The lobbyists and advocates are absolutely correct to be concerned that shutting out the public could potentially change the fate of legislation. It’s easy for lawmakers to ignore an email or phone call, especially when they’re receiving hundreds of them a day. It’s much harder for them to ignore a lobbyist or citizen who can confront them in the halls or testify at a hearing. Legislation can also move so quickly that it’s imperative to have someone on the ground defending your interests or pointing out unintended consequences.

This is why businesses, unions and other parties use lobbyists. It’s why private citizens make their way to Carson City to press their points. Having citizens involved directly in the process influences legislators and legislation and leads to better outcomes.

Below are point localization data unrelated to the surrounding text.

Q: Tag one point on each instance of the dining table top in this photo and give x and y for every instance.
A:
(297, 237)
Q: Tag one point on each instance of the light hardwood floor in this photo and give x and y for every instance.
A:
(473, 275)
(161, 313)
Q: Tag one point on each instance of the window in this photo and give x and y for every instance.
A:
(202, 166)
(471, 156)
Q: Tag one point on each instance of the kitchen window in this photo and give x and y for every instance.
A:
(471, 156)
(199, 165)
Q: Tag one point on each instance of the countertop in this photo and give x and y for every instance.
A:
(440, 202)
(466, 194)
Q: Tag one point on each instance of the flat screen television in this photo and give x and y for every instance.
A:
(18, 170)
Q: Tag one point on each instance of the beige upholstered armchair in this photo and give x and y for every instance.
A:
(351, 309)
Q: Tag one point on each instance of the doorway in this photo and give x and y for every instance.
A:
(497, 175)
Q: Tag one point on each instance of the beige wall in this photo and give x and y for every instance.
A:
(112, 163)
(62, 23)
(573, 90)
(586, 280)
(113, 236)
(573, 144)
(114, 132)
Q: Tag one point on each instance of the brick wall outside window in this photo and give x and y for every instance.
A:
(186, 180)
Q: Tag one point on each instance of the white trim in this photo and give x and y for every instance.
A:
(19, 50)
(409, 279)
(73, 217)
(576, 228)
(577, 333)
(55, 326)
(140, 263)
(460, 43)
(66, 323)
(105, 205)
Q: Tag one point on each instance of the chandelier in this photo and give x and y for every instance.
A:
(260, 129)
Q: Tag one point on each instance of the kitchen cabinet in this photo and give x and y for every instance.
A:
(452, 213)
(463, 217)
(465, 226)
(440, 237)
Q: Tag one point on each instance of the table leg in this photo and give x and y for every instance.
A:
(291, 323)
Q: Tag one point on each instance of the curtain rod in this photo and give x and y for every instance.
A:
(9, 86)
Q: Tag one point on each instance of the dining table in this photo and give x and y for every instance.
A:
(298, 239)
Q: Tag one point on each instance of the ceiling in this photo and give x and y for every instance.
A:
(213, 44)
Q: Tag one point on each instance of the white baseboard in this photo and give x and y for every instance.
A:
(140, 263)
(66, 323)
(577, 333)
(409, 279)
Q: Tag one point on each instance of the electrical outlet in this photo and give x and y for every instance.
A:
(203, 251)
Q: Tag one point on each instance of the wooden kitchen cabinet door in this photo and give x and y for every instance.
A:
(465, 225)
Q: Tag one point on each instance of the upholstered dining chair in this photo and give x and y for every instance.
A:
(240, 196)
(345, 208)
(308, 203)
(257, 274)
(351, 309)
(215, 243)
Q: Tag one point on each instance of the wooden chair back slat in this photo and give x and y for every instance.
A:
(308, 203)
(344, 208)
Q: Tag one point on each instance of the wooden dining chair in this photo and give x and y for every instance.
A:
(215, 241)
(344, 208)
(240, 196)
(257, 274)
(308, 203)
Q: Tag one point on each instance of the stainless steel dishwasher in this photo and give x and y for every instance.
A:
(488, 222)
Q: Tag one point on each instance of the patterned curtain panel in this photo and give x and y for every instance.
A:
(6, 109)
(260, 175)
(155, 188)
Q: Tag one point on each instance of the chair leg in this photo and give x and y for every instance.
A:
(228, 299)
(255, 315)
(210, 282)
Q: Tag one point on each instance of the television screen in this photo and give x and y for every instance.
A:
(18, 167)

There’s also a constitutional requirement that “the doors of each House shall be kept open during its session.” It further states, “Meetings of all legislative committees must be open to the public.” Given that Zoom didn’t exist in 1864, the Nevada Constitution was obviously written to promote the importance of allowing members of the public to be physically present to observe the process.

“As well-intentioned as these orders and emergency directives are with respect to the general public’s health, safety and welfare,” attorney Sigal Chattah argues in the lawsuit, “they have come at a steep price with respect to the complete and utter restraint on Nevadans’ civil rights and liberties.”

Yes, lawmakers are attempting to use technology to make hearings somewhat accessible. Members of the public may offer public comment virtually as well. But that’s a poor substitute for hearing from someone face-to-face.

Brenda Erdoes, the director of the Legislative Counsel Bureau, which provides legal advice to the Legislature, has said the public would be allowed back in after lawmakers and staff are vaccinated. It seems likely that won’t happen until April — if at all — and that would be more than halfway through the 120-day session. That’s not acceptable.

Businesses and houses of worship throughout Nevada have figured out how to open successfully under certain restrictions and with limited capacity. The state’s virus metrics have improved dramatically over the past seven weeks and continue to get better. It’s time for lawmakers to recognize current conditions and to unlock the doors. Nevadans who will bear the brunt of legislation passed this session deserve to have their voices heard loudly and clearly.